Favorite French Recipes


I love this table and wish I had one like it in my yard. Maybe someday I will. I saw it in a yard that I passed on our walk the other day and thought how nice it would be to have a meal there under the trees.
Today is Good Friday and we have Maurice’s grandchildren here. They leave tomorrow to return home for Easter with their parents so I made a traditional French Easter meal today. It was really great to smell the lamb cooking in the oven, studded with garlic and covered with oil and rosemary. It tasted as good as it smelled. The French serve it with white beans. I seldom have lamb but think I will now after this meal.
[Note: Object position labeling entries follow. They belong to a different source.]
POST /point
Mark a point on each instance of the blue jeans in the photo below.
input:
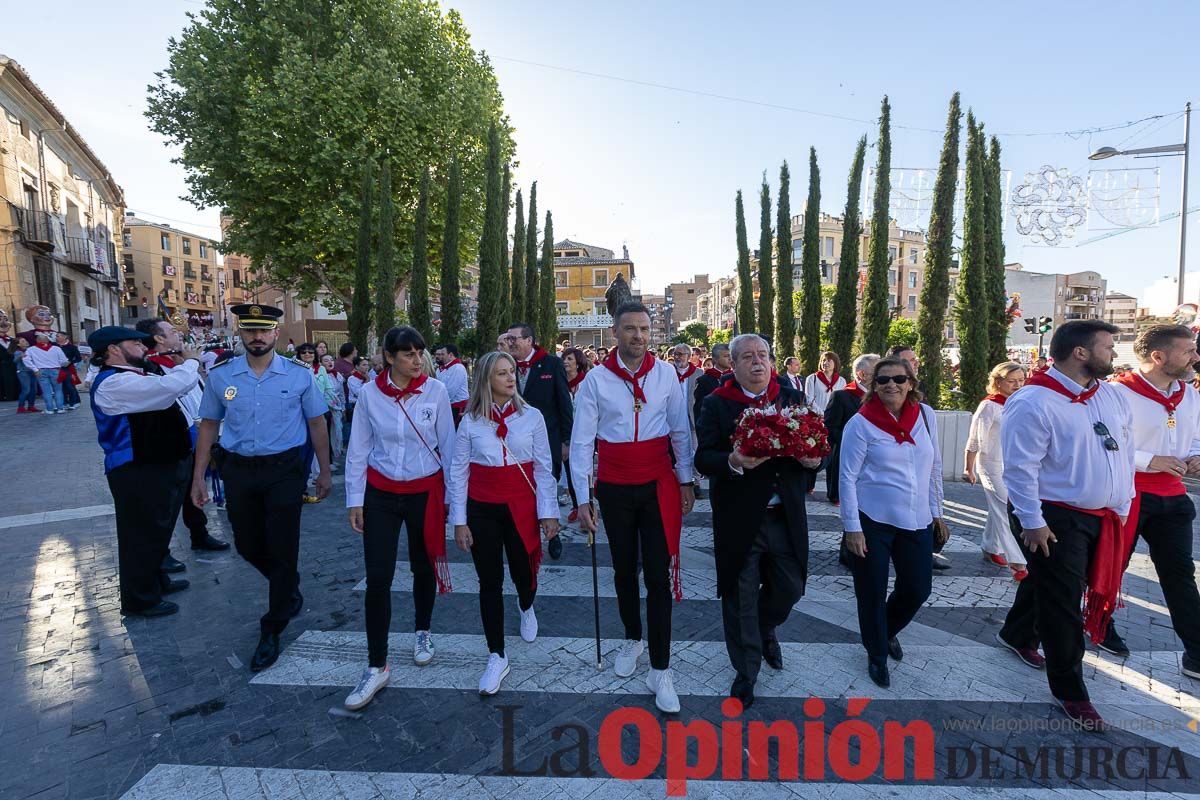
(52, 390)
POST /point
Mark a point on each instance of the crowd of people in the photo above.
(1074, 468)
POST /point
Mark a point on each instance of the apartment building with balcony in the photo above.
(60, 214)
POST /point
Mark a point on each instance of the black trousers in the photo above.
(771, 582)
(383, 513)
(263, 498)
(634, 525)
(1047, 608)
(147, 499)
(1165, 523)
(881, 617)
(496, 536)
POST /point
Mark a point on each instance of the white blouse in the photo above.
(478, 444)
(383, 438)
(894, 483)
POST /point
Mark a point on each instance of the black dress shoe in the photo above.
(172, 587)
(879, 673)
(772, 653)
(267, 653)
(208, 542)
(163, 608)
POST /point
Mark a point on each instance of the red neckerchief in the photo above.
(414, 386)
(1144, 388)
(534, 358)
(498, 417)
(1044, 379)
(877, 414)
(732, 391)
(621, 372)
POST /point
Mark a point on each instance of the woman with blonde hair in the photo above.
(503, 500)
(985, 465)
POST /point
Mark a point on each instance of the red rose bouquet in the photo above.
(793, 432)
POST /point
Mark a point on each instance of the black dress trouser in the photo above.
(147, 499)
(263, 498)
(634, 525)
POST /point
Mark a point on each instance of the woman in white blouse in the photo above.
(401, 435)
(985, 465)
(891, 488)
(503, 499)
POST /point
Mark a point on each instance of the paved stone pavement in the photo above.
(100, 707)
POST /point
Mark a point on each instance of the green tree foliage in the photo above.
(766, 277)
(275, 106)
(359, 322)
(810, 272)
(971, 298)
(876, 313)
(939, 253)
(745, 280)
(844, 316)
(785, 312)
(451, 304)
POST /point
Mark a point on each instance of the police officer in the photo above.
(270, 405)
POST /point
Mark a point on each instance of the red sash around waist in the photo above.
(631, 463)
(435, 530)
(504, 486)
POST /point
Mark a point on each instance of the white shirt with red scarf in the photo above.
(604, 409)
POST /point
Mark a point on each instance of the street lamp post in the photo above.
(1165, 150)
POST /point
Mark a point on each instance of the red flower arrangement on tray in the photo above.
(793, 431)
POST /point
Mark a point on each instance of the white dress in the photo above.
(984, 440)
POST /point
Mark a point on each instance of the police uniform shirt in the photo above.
(263, 415)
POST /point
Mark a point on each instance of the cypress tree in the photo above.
(785, 312)
(766, 280)
(876, 313)
(745, 290)
(489, 319)
(451, 304)
(359, 322)
(532, 296)
(516, 311)
(997, 296)
(939, 253)
(505, 304)
(971, 298)
(419, 283)
(810, 272)
(547, 313)
(845, 300)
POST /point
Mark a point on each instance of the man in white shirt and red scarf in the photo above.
(631, 409)
(453, 374)
(1167, 446)
(1067, 441)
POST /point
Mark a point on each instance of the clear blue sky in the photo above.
(624, 163)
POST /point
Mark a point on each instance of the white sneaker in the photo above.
(372, 680)
(497, 669)
(627, 659)
(663, 685)
(423, 650)
(528, 625)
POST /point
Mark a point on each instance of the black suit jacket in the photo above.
(739, 501)
(546, 391)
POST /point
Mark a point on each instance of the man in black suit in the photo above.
(760, 527)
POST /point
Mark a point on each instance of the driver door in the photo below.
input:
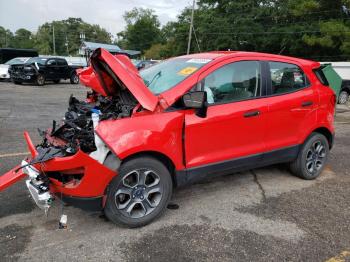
(231, 135)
Roast Leg of Lamb with Beans (Gigot d’Agneau)

6-7 pound leg of lamb
3 or 4 garlic cloves
olive oil
fresh or dried resmary leaves
1 pound dried navy or fava beans, soaked overnight in cold water
1 bay leaf
2 Tbsp red wine
2/3 beef broth
2 Tbsp butter
salt and black pepper

Preheat the oven to 425. Wipe the leg of lamb with damp paper towels. Cut 2 or 3 of the garlic cloves into 10-12 slivers, then with the tip of a knife, cut 10-12 slits into the lamb and insert the garlic into the slits. Rub with oil, season with salt and pepper and sprinkle with rosemary.
Set the lamb on a rack in a shallow roasting pan and put in oven. After 15 minutes, reduce the heat to 350 and roast for 1 1/2 hourrs to 1 3/4 hours-about 18 minutes per pound.
Meanwhile, rinse the beans and put in a saucepan with enough fresh water to cover generously. Add the remaining garlic clove-I diced mine-and the bay leaf, then bring to a boil. Reduce the heat and simmer for 45 minutes-1 hour or until tender.
Transfer the roast to a board and stand, loosely covered, for 10 minutes. Skim off the fat from the cooking juices, then add the wine and broth to the roasting pan. Boil over medium heat, stirring and scraping the base of the pan, until slightly reduced. Strain into a warmed gravy boat.
Drain the beans, discard the bay leaf, then toss the beans with the butter and season with salt and pepper.